As the diagram depicts, the chatbot is hosted on a chat tool such as Slack. This can be on the cloud platform or an existing chat/communicator application. The bot is integrated with a key-value pair reference database, which is fed with the responses depending upon the activities or capabilities that have been fed to it. The key could be the name of the application to retrieve data from or any unique ID that would reduce the number of reads. A lookup of the defined key corresponding to the secondary key is performed on the response database and a response is sent back to the chatbot. Depending upon the number of outputs, the queries can be defined and stored in the response database.
DevOps Bots: Use Cases
Below are some examples of use cases for bots. This includes the complete life cycle of DevOps:
Proactive Planning
Create new user stories in sprint planning tools and assign sprints to teams. Update sprints and product backlogs.
Build and Continuous Integration
Execute build jobs and report back statistics of the build job. Perform daily/nightly builds and report on the status of the build to the relevant teams.
Continuous Deployment
Run deployment jobs and perform deployments across environments. Roll back deployments in case of failures, status checks, perform post-deployment actions such as JVM restarts.
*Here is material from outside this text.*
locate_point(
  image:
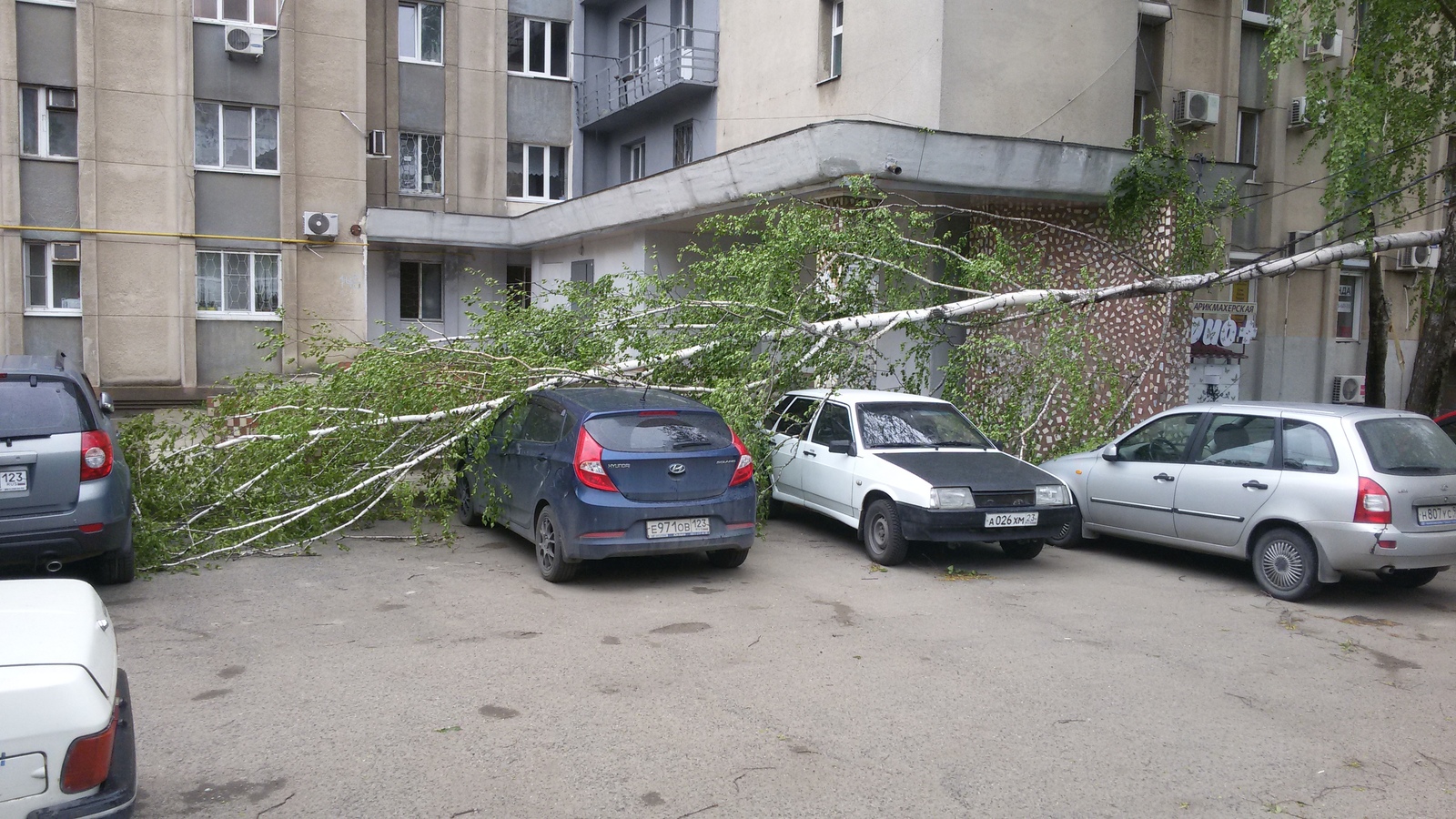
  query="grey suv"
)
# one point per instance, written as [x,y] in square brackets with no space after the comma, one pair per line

Infrastructure Provisioning and Configuration Management
Kick off Chef jobs to provision infrastructure or provision application environments. Enable monitoring and restarting services and servers.
Continuous Monitoring
Provide application statistics or performing daily data lookups and grabbing metrics.
Continuous Feedback
Monitor application health and perform analytics.
Key Measurement Metrics
To achieve optimization and enhance performance of the continuous delivery process, metric measurement is the key. These indicators will help in taking certain corrective and preventive actions based on the results. Below are some of the key metrics indicators that can be measured.
Effort Reduction
Indicates the reduction of human/manual efforts for tasks such as triggering a build or deployment or collecting metrics from monitoring tools.
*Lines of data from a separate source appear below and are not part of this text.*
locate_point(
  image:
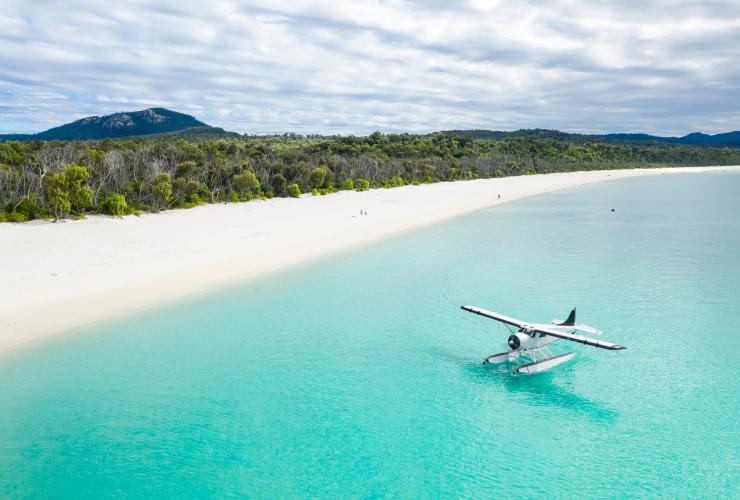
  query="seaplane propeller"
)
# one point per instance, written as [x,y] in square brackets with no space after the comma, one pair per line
[531,341]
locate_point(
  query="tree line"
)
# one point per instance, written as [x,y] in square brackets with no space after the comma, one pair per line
[58,179]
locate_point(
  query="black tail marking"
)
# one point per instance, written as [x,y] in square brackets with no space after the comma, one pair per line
[571,319]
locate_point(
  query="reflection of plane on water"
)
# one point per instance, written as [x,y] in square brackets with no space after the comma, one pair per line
[531,339]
Human Error Reduction Rate
Reduction in the effort required due to rework caused by human errors.
Reduce Issue Triaging time
Indicates the time taken to resolve issues where multiple parties are involved and triaging of problems is required.
Conclusion
DevOps bots can significantly improve team efficiency, as well as a team’s ability to respond to emergencies. They save time and money, are fun to build and use and can have a positive impact on team morale, as well as increases the overall productivity of teams. This applies to both the engineering and operations teams. Enterprises embracing digitization are looking for partners with an engineering mindset who know how to bring in collaborative agile teams with the very latest knowledge of open source platforms and DevOps toolchains.